EarthBodyHOME
A performance ritual to honor the life, work, and spirit of Cuban-born artist Ana Mendieta (Nov 18, 1948 – Sept 8, 1985)

We come for you
by Amara Tabor-Smith
(inspired by the poem Compañera by Jayne Cortez and In Homage to Ana Mendieta by Betsy Damon)
We Cannot forget this death.We cannot continue a culture of exile and forgetting while a conjure daughter spins in twilight. Her memory stuck on museum walls, earth, banned from entry, cannot reclaim her
We cannot condone a culture of art where drunk painters crash pleading women into trees, where a poet shoots his wife in the head in a game of William Tell and sells more books than ever.
We cannot forget this loss of our Compañera, a great artist that the minimalist called, his tropicanita. . Then claimed she “Somehow went out the window” and he then wins a show at the Guggenheim.
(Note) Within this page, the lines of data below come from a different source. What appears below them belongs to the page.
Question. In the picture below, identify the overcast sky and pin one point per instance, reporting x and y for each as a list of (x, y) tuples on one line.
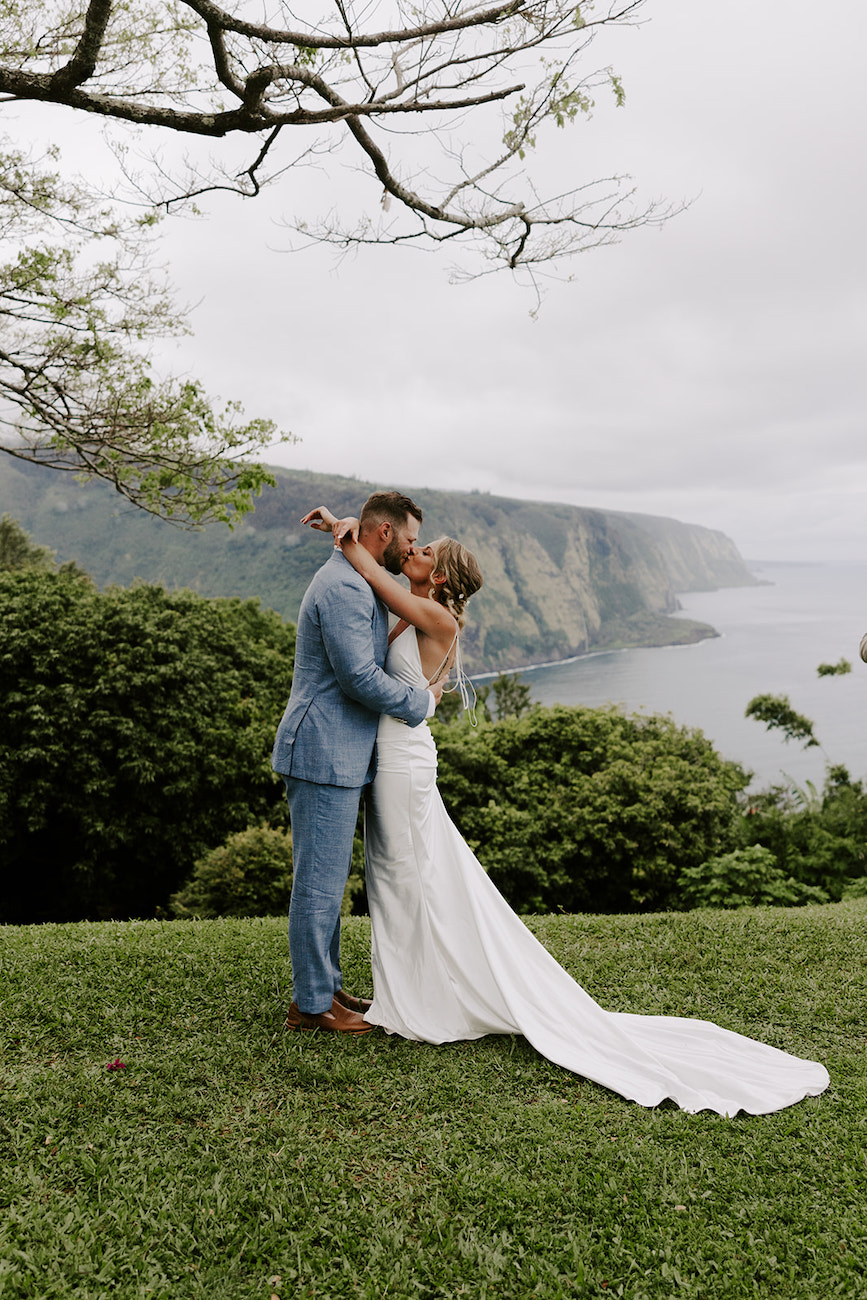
[(714, 371)]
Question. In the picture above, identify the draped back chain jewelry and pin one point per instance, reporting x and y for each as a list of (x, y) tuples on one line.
[(464, 685)]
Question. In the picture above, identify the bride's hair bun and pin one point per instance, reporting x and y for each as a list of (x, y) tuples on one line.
[(463, 576)]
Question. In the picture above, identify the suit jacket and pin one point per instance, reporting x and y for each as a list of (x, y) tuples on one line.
[(328, 732)]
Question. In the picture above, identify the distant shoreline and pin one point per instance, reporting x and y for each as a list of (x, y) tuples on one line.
[(594, 654)]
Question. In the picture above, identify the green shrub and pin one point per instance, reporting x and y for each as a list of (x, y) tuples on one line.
[(818, 839), (745, 878), (588, 809), (137, 733), (250, 875)]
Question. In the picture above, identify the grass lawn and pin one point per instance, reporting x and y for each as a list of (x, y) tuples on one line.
[(233, 1158)]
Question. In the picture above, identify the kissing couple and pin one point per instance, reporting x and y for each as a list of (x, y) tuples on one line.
[(450, 958)]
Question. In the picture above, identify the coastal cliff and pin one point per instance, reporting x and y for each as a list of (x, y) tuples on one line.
[(559, 580)]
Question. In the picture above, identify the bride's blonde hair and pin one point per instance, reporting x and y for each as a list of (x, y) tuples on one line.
[(463, 577)]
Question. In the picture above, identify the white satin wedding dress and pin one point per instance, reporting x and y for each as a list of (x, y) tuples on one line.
[(452, 961)]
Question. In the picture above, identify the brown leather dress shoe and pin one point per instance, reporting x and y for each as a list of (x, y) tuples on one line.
[(352, 1004), (339, 1019)]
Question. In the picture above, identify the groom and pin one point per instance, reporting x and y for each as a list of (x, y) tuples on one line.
[(325, 752)]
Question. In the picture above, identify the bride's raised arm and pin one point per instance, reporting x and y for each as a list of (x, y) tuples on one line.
[(428, 615)]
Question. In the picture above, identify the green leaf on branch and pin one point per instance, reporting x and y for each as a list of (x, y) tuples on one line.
[(835, 670)]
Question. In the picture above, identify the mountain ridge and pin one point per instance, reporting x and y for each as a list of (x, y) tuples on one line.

Compañera, we come for you, Singing the mourner’s song, Singing you home, We will breathe in the dust of centuries of lying white men
…and cough up the truth.
Program Notes
The ritual which you will participate in tonight has changed me, has transformed my collaborators and taken us all on a challenging journey none of us could have imagined. A year and a half ago, I was embarking on the creation of a completely different work. That was before I encountered the powerful spirit of Ana Mendieta. This piece is a ritual of remembering, a nonlinear journey into the dark realm of the dead. Not the darkness of a society that socializes us in the binary of “light is good” and “dark is bad”, but darkness as the realm of the feminine.
The dark space of the womb, and the moonless night sky.
The dark space of the womb that loses its creation/daughter into the world, then receives her back into the mother’s soil. A journey to the place of impermanence, disappearance, longing and the necessary grieving for what we lose, what we can no longer see or touch yet continued to feel in our bones, our blood and our often fleeting memory. This is the realm from which Ana Mendieta lived, made art and ultimately died. This piece is a ritual offering to the spirit of Ana Mendieta—an effort to recall fragments of her life and work in order to affirm the elevation of her spirit who work among us from the realm of the unseen. The border between art and ritual, life and death, is blurred in this piece, in order to reify, affirm and celebrate the presence of this enormous spirit. Ana Mendieta is everywhere.